American consumers have been a subject of public scorn, political courtship, market analysis, and journalistic investigation. As a faceless demographic, their habits have seemed to mystify, and even disgust, those who study their preferences, their predictability, their pathology. But in American Bulk: Essays on Excess, Emily Mester takes a more compassionate route through the labyrinth of brand-name overabundance and the pantheon of casual dining chains.
Throughout these 10 inquisitive and deeply observed pieces, Mester is frank about the privilege that raised her.
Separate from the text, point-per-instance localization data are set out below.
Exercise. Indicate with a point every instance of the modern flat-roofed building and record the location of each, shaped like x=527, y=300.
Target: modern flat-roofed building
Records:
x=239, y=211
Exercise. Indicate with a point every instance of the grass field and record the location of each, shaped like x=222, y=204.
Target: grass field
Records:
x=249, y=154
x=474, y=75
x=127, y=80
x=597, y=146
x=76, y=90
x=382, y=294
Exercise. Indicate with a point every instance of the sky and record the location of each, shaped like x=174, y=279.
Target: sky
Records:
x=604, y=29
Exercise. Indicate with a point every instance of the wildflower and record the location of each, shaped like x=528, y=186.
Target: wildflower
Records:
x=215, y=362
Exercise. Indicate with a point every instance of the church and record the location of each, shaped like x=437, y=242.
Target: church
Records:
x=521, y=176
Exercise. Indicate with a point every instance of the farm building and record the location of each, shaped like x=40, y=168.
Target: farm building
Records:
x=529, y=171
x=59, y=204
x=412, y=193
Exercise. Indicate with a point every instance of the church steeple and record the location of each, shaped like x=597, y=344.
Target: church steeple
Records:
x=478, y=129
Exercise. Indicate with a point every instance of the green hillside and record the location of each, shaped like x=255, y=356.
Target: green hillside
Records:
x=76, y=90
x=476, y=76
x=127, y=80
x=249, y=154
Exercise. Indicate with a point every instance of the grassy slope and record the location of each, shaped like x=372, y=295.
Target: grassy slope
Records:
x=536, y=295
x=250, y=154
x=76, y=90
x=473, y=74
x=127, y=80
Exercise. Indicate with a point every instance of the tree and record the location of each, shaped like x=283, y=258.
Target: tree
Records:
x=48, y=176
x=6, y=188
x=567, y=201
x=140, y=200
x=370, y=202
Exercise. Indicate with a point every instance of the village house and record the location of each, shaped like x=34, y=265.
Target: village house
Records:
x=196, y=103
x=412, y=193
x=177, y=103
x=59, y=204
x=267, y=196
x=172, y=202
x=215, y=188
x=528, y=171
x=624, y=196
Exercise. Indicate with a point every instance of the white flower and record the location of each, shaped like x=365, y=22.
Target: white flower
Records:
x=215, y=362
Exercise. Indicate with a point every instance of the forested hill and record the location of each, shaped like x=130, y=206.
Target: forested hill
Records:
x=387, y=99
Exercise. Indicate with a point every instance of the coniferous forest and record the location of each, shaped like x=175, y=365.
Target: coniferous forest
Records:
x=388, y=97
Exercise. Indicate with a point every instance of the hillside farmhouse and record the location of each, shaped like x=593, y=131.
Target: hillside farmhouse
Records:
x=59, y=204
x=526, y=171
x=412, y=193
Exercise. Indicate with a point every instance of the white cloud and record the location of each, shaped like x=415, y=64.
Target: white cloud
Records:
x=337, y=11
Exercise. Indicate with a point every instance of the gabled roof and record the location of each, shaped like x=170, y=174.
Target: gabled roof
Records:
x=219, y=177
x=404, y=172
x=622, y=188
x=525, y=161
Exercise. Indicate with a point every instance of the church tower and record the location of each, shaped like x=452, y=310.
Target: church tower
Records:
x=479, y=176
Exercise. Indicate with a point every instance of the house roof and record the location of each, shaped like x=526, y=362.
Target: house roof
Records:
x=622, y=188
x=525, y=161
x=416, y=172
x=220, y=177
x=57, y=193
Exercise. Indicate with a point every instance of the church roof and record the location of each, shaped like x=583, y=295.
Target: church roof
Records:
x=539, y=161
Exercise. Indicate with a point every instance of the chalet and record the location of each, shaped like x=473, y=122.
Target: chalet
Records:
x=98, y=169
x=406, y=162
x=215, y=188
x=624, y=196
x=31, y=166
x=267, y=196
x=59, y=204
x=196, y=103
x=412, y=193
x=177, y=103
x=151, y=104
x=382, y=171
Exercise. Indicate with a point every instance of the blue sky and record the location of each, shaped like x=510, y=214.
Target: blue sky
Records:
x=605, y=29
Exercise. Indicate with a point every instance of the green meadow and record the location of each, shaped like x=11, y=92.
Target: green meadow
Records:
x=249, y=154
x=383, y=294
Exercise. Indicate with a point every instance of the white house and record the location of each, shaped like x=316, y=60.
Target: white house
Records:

Her parents and her grandparents built significant wealth through dedication and hard work, raising a banner of money over her that distorted her sense of need. "I feared being broke the way you fear death in a video game." Like her father, she received an elite East Coast education, but having descended from a long line of humble Midwesterners, she quickly noticed a striking difference about the "windblown, affable... ease" of old money. "My classmates and I had almost exactly the same things, but there, with my nose pressed up against the glass, I saw that they had something else": pedigree.
Still, the burning question of American Bulk is not necessarily concerned with striving for status. In a trilogy of essays about her grandmother's home in Storm Lake, Iowa, Mester ruminates poignantly on the animosity between her lavish spender of a father and his frugal and hoarding mother, who battle like the lost souls in Dante's circle of hell dedicated to the greedy: "They think that they clash because they're opposites. But the impulses that drive them are exactly the same." Nonetheless, a product of her upbringing like many Americans, Mester's gaze through the glass seems preoccupied with neither extravagance nor miserliness, but the very impulse itself to consume. "It wasn't the things that I loved so much as the transaction, the beep of the buttons, the receipt paper smooth between my thumb and forefinger."
From this vantage, American Bulk presents an affable and humble study of the senses that consumption can satisfy ("I would've lived there if I could, inside the getting....") and the ones it can't ("When you ask for ease, comfort, and stability and receive it in enormous quantities, you are then left to wonder whether you even wanted it in the first place. Then you must find new things to want.") In a late-stage capitalism heaving with choice, Mester assumes the role of a millennial Virgil with both style and grace. --Dave Wheeler, senior editor, Shelf Awareness
Shelf Talker: With 10 essays, Emily Mester forges a compassionate route through brand-name overabundance to better understand the impulse to consume.